Salvage radical prostatectomy (SRP) may benefit carefully selected patients with recurrent prostate cancer (PCa) following radiotherapy, researchers concluded.
The findings from their multi-institutional prospective study of 41 men who underwent open SRP for radiorecurrent PCa compare favorably with previous research suggesting that patients who respond best to SRP are those with lower PSA values and lower-grade disease prior to radiation treatment, and a prolonged post-radiotherapy PSA nadir, James L. Mohler, MD, of Roswell Park Comprehensive Cancer Center in Buffalo, New York, and colleagues reported in Prostate Cancer and Prostatic Diseases.
The 41 men were enrolled from 1997 to 2006 as part of the Cancer and Leukemia Group B (CALGB) 9687 trial. The group, which had a median age of 64 years at SRP, included 24 men who underwent external beam radiation therapy, 11 who had brachytherapy, and 6 who received both. The median time from radiation therapy to SRP was 64 months. With respect to pathologic staging, 44%, 54% and 3% had pT2, pT3, and pT4 disease, respectively. Of the 41 men, 17% and 12% had positive surgical margins and positive pelvic lymph nodes, respectively.
In other findings, 17 (45%) of 38 evaluable patients had urinary incontinence (defined as use of 3 or more pads per day) prior to SRP, with 88% reporting urinary incontinence at 6 months, 85% at 12 months, and 63% at 24 months following SRP. At a median follow-up of 91 months, the 2-, 5-, and 10-year rates of biochemical progression-free survival were 51%, 39%, and 33% respectively, according to Dr Mohler’s team. The overall survival rates at those time points were 100%, 89%, and 52%, respectively.
The men had a median pre-radiation therapy PSA level of 5.5 ng/mL and most had a pre-treatment Gleason score of 7 or less.
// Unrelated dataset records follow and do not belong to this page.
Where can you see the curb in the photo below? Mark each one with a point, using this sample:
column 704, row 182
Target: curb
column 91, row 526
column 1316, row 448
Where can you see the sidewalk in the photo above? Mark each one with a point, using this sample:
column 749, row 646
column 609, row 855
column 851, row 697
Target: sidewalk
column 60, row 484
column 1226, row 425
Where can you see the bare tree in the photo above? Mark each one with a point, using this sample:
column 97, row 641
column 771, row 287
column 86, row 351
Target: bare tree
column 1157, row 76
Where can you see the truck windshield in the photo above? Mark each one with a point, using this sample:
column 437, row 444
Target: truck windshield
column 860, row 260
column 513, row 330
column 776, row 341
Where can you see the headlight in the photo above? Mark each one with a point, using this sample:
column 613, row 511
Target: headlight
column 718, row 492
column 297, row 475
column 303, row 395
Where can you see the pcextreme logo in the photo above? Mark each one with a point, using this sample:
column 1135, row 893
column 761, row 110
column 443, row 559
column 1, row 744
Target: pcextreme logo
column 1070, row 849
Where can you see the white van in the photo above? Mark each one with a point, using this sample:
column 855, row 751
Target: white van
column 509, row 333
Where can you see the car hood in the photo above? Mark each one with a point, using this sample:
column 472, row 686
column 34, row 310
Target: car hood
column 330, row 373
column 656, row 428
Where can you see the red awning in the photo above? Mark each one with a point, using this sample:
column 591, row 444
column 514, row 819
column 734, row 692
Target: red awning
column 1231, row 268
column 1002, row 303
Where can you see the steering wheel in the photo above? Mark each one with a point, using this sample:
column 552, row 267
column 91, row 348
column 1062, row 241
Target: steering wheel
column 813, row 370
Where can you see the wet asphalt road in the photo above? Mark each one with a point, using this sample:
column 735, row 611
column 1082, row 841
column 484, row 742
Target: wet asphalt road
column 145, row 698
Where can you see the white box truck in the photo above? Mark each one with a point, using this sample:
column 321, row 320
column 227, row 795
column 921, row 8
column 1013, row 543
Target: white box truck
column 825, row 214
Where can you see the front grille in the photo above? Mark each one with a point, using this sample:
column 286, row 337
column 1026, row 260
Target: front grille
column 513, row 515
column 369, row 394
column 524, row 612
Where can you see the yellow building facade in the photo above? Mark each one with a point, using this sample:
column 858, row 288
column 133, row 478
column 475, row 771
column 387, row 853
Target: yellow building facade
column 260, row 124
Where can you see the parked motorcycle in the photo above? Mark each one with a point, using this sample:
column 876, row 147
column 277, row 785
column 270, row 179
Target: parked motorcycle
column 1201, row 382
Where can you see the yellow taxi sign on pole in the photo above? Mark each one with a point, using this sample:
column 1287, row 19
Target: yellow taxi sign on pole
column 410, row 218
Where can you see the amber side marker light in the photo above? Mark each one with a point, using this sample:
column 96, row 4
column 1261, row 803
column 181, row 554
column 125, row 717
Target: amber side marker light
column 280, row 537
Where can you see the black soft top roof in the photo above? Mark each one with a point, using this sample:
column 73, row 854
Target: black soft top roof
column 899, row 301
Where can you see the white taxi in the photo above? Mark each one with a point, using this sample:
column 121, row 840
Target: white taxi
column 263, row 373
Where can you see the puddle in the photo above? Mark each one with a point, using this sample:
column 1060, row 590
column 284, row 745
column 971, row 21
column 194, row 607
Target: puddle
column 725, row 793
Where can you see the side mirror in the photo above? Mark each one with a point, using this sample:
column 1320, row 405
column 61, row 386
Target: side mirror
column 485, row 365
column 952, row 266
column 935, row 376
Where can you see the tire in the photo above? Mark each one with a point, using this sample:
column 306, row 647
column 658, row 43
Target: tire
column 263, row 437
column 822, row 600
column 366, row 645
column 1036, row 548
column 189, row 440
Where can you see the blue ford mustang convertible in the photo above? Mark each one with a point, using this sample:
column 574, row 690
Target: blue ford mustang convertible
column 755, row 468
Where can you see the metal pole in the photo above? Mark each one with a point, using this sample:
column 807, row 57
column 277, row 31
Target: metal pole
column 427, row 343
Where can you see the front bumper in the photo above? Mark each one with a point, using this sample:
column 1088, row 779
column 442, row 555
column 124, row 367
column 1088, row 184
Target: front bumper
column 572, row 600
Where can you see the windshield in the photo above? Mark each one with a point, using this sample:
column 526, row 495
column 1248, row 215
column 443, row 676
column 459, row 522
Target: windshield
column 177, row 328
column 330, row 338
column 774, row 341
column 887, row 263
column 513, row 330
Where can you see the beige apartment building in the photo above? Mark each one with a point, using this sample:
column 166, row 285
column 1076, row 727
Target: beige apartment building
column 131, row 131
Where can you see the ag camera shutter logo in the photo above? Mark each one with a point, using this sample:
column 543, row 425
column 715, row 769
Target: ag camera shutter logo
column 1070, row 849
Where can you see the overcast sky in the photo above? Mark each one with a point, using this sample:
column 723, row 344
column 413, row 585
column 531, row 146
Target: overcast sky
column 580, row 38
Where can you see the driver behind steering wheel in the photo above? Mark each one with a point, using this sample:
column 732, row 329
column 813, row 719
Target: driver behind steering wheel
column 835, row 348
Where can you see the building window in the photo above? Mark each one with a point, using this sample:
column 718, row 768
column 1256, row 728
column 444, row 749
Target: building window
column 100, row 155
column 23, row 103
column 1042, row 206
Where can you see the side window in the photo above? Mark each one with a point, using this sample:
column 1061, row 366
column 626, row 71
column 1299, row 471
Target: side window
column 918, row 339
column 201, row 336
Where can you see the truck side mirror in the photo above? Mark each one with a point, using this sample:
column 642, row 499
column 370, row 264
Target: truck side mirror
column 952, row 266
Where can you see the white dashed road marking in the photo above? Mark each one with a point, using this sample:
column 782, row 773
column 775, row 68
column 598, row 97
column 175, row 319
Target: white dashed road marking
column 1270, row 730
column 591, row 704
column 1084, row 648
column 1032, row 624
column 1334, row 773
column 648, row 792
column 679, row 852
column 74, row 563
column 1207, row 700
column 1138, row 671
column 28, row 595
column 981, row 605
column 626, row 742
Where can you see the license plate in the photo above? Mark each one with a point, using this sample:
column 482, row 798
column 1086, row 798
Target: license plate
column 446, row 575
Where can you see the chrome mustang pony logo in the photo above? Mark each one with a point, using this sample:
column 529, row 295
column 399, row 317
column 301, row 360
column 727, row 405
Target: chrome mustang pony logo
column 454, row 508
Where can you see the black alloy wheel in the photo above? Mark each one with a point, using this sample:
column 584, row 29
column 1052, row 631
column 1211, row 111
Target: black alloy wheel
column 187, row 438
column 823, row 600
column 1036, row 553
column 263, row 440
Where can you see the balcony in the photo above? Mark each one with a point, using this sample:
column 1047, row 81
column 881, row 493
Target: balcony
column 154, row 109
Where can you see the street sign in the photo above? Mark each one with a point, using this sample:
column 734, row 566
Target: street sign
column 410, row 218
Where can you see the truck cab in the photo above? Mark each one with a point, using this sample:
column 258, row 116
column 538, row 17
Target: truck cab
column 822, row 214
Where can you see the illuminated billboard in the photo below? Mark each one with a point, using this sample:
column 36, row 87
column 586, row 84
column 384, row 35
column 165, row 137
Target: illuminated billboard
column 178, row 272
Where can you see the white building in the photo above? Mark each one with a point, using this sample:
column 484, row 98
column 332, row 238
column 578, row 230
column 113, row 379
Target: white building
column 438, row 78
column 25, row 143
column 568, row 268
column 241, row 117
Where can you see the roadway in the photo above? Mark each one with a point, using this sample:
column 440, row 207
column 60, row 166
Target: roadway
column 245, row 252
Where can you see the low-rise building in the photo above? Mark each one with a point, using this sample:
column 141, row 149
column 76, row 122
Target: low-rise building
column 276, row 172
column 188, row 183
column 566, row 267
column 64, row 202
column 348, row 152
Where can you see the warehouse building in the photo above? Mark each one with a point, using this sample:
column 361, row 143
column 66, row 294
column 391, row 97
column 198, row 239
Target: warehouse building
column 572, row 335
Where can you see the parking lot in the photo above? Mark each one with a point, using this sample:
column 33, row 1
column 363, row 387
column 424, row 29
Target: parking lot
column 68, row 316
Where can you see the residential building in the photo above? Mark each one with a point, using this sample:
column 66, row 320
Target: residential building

The median duration of post-radiotherapy PSA nadir was 30 months and the median time between radiation and SRP was more than 5 years.
Dr Mohler and his colleagues noted that 25% to 35% of men with clinically localized PCa receive radiation therapy as definitive treatment, and the cancer recurs despite improvements in patient selection, delivery techniques, and use of concomitant systemic therapy. They pointed out that radiation therapy for PCa has changed since the study started enrolling patients. Most of the cohort did not have intensity-modulated radiation therapy or high-dose radiation therapy, which today are considered standard of care. In addition, 75% of patients with known pre-radiation clinical staging had palpable disease. “As a result, the enrolled patients do not represent a current population of radiation patients and therefore the enrolled patients should be expected to have worse outcomes after both radiation and SRP,” they wrote.
The study had other limitations, as well. Their cohort was younger than the average age of failure after initiation treatment of PCa, and it was too small for post-hoc multivariable analysis to determine who was at greater risk of treatment failure.
Despite the limitations, the authors wrote, strengths of the study include its prospective and multi-institutional design with long-term oncologic outcomes. Most recent published series, they pointed out, have been retrospective, single-institution studies with shorter follow-up.
Mohler JL, Halabi S, Ryan ST, et al. Management of recurrent prostate cancer after radiotherapy: long-term results from CALGB 9687 (Alliance), a prospective, multi-institutional salvage prostatectomy series. Prostate Cancer Prostatic Dis. 2018; published online ahead of print.